The poor girl didn’t know what to say. We both snickered. I took the box and we giggled our way out to the door. “You wouldn’t have married him if he wasn’t hot,” I said. We got into the car and laughed ourselves silly.

I’m sure that somewhere in the bounding waves of the Pacific, Frank is laughing his ass off, too.


Friday, October 3, 2014


Pen Pals.

Christina, a coworker, handed me a book one day. She said she thought I might like it. It was titled “Getting Over Homer” by Mark O’ Donnell. I read it and loved it. It was a gay dramedy full of laughs and swoons—my favorite type of fiction.

Christina and I discussed it every morning before work. We talked about the book as well as our crushes on the author—though my crush was more plausible. He was a sort of ruddy Irishman with happy smiling eyes. He lived in Manhattan. 

One morning she told me that she was inviting Mr. O’Donnell to read at an event she was coordinating. I told her to put a P.S. at the bottom that I wanted to take him to dinner if he made it into town. Ha. Ha.

A couple of weeks later I was paged for a phone call. “Scott, Mark O’Donnell on line one.”

WTF?

I picked up the phone and the voice on the other end said “Hi Scott. This is Mark O’Donnell.” Gulp. No one but Christina had known about my invitation and this voice was much too low for her to impersonate.

“Hi Mark,” I stammered. He went on to tell me that he regretted that he couldn’t make it to Christina’s reading nor to dinner but he appreciated the invitation. We talked for a bit more, mostly small talk. He asked if he could call me again and we exchanged numbers. Then I peed my pants.

Mark and I talked on the phone a from time to time and exchanged a few letters. He was also a cartoonist for The New Yorker and would send me some of his works. I would send my feeble attempts, too. I was overjoyed when he won a Tony Award for his writing the book for “Hairspray” and saw him live on TV—as live as that could be.
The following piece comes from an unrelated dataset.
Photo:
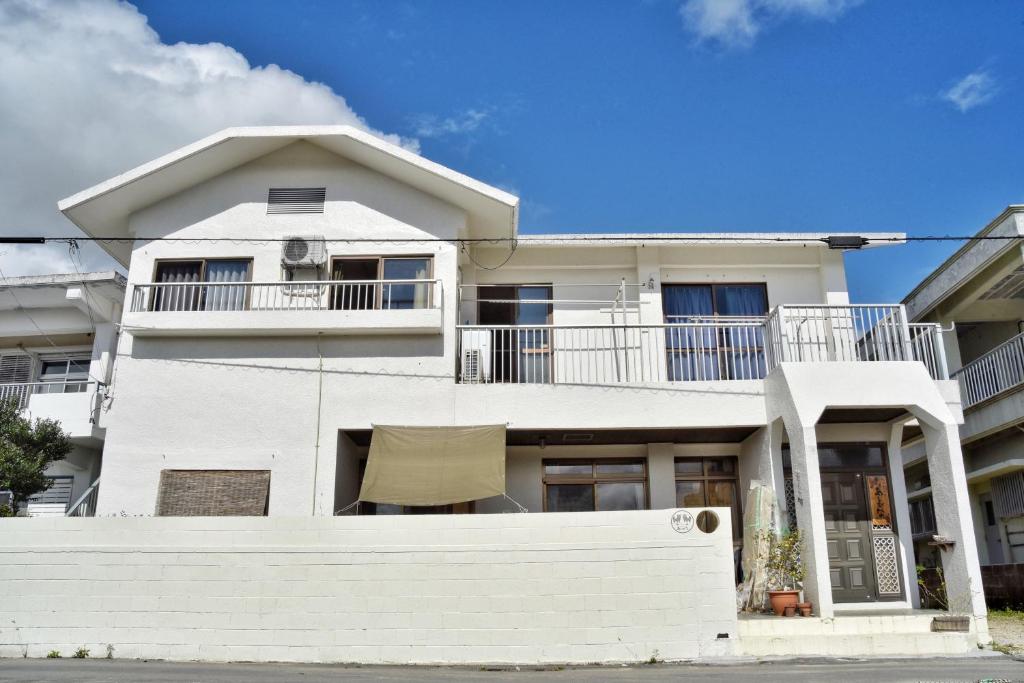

Mark was also pretty depressed and so was I and our correspondence grew darker with time. When Christina was found dead on Christmas Eve, I wrote to tell him the news. He told me how saddened he was. I never heard from him again.

Mark collapsed and died at home in 2012. He was 58. One of the cartoons he sent me was of the Grim Reaper surrounding a cute, happy family. The caption read: “How dirt is made.”